Хотя вот в чем вы правы, Юрий Аркадьевич. Садизм Маяковского безусловен, а устроенный вами по этому поводу нервный, мажущий мимо цели погром, повторяю, небесполезен: избрав его в качестве антагонистического отправного пункта, можно высказать кое-какие суждения, переводящие диспут в более современную плоскость, вам неведомую. Я разумею не личный, биографический садизм поэта — замучил Асеева, предварительно его обесчестив, выколол глаза Лиле Брик, отрезал хвост собаке Щенику. И не тот, которым вы так темпераментно возмущаетесь, — сладострастное словесное копание в вывернутых кишках и отрубленных членах, когда самим материалом стиха, фактурой его становятся кровь и насилие. Речь о садизме ином, содержательно и терминологически чистом, прямиком от отца-основателя, де Сада, а именно разговор о садизме как о специальной языковой логике, репрезентирующей насильственное и перверсивное — трансгрессивное, называя вещи откровенно и по-простому. Тут я останавливаюсь в известном смущении: вползая на территорию Сада, входя в этот когда-то заброшенный, дикорастущий, а ныне ухоженный вертоград, оказываешься в рекламно-коммерческих владениях Русской Моды, и если, согласно Камю, Сад страдал и умер ради того, чтобы распалять воображение богатых кварталов и литературных кафе, то сейчас, совсем в другой стране, он услаждает теоретическую потенцию «философов по краям» (не беря в расчет вульгарного цветения Моды, ее кровавых обложек с лотков), в которой эротике участвовать как-то не тянет. Но с другой стороны: отчего не воспользоваться ее живыми плодами? Вот один из них, Ролан Барт в переводе и хрестоматии, а то, что он пишет про Сада, соответствует случаю Маяковского.

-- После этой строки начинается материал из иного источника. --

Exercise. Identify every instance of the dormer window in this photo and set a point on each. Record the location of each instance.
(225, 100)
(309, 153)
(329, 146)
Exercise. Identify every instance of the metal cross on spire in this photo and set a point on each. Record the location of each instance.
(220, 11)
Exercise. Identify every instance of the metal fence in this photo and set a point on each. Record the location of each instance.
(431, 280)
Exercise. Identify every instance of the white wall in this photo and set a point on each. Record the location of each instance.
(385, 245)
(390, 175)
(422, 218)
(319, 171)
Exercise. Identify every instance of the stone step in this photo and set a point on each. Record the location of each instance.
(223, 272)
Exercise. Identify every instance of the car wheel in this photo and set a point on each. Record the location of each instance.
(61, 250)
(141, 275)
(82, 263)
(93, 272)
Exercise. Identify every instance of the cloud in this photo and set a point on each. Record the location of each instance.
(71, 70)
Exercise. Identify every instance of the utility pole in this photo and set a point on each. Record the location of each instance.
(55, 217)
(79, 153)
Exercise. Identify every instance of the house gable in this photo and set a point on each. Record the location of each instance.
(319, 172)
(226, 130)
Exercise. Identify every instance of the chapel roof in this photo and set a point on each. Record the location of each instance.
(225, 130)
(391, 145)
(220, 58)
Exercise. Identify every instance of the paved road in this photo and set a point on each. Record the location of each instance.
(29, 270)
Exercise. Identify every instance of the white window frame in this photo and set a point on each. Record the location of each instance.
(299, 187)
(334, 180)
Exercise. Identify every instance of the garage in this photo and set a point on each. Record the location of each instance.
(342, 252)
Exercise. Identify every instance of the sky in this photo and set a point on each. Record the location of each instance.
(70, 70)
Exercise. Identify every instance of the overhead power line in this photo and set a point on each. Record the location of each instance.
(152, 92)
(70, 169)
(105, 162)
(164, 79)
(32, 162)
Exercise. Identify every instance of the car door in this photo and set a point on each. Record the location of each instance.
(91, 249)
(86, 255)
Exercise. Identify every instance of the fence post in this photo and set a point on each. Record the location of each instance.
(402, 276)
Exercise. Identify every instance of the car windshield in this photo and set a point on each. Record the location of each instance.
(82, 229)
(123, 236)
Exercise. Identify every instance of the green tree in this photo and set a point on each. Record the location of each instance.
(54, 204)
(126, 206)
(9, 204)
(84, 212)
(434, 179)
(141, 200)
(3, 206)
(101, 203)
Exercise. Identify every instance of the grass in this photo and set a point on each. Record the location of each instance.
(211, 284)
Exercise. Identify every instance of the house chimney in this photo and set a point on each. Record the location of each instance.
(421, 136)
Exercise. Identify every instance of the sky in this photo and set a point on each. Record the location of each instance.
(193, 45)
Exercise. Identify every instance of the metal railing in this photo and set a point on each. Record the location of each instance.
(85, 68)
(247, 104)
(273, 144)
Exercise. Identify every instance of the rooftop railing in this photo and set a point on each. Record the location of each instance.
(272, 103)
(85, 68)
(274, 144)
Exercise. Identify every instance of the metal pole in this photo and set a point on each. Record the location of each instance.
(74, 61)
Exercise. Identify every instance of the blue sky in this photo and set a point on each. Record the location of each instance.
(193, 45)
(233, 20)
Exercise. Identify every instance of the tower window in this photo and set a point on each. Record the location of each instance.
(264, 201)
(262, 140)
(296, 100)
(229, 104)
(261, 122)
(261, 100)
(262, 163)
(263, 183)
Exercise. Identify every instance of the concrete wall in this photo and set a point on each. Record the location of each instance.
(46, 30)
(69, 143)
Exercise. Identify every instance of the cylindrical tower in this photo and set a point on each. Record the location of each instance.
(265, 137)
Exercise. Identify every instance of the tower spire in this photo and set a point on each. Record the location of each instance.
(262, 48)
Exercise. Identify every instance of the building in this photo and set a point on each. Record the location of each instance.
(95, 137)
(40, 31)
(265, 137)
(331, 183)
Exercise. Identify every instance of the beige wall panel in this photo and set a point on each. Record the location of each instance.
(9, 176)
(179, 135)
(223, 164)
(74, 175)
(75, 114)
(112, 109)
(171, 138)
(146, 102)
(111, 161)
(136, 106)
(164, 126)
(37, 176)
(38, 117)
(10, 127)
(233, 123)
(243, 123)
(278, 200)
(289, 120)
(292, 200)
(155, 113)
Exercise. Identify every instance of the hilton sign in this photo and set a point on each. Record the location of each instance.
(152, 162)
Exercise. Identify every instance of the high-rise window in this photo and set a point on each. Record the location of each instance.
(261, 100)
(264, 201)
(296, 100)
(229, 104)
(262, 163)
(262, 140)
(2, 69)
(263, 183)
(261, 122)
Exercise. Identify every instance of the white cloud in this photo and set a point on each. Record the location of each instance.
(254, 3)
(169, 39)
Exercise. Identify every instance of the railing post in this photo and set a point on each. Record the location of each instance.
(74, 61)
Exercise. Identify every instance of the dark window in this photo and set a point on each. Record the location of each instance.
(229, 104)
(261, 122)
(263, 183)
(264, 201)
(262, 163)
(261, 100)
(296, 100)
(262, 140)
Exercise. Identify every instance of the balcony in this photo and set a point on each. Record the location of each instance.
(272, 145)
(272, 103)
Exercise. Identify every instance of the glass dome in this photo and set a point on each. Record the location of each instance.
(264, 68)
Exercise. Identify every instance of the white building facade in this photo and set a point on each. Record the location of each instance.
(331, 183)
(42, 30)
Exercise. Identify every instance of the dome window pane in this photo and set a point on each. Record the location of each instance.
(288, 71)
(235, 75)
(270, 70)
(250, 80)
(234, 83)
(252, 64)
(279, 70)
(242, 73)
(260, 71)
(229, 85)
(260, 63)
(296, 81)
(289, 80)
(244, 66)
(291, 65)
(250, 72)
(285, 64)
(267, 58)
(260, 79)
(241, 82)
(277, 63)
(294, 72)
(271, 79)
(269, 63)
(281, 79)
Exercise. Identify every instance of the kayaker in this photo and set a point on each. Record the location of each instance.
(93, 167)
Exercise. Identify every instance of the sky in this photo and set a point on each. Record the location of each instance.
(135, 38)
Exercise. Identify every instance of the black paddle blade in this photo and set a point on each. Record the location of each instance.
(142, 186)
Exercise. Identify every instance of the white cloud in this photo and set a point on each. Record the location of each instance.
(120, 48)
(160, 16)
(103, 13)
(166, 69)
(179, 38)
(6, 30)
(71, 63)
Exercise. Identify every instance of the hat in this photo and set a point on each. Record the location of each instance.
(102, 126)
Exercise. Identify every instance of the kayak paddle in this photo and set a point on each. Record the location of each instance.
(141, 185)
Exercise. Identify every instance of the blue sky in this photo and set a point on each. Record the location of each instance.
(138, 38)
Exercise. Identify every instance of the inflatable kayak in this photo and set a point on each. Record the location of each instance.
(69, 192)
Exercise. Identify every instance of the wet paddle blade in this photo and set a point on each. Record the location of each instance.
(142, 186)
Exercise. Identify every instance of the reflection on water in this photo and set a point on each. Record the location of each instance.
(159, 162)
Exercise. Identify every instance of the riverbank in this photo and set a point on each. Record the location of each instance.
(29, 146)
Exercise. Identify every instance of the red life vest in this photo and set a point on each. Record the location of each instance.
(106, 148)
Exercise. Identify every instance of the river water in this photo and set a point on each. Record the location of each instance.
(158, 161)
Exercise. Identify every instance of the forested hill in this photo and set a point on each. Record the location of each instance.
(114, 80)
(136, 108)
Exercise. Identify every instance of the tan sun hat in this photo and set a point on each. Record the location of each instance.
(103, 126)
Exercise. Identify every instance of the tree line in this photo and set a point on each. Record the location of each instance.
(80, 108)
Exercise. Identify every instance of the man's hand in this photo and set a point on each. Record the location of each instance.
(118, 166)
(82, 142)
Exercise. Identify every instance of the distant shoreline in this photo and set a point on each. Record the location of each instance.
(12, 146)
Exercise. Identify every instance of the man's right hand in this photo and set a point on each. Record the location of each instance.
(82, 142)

Сад радикально противопоставил язык реальности, утверждает Барт; книга отрезана от социофизического мира, их не связывают никакие обязательства. Организовав свое творчество как внутреннее пространство языка, став писателем текстов, а не описателем «реальности», Сад отдал предпочтение дискурсу над денотатом, семиосису над мимесисом: то, что он «воспроизводит», непрерывно деформируется смыслом, и мы должны, повторяет исследователь, читать Сада на уровне смысла, а не на уровне денотата, — так же, заметим, как Маяковского. Один из соавторов глубочайшего концептуального взрыва в литературе — русского футуризма, уравнявшего в правах текст с миром вещей и объектов, Вл. М. уже в начальный период своей работы явился учредителем нового языка, или, в терминах Платона («Кратил»), он был «логотетом». «Самая подрывная деятельность (контрцензура) заключается не обязательно в том, чтобы говорить нечто шокирующее для общественного мнения, закона, морали, полиции, а в том, чтобы изобрести парадоксальный дискурс (дискурс, свободный от всякой доксы): революционным актом является изобретение, а не провокация; этот акт находит свое завершение в основании нового языка» (Барт).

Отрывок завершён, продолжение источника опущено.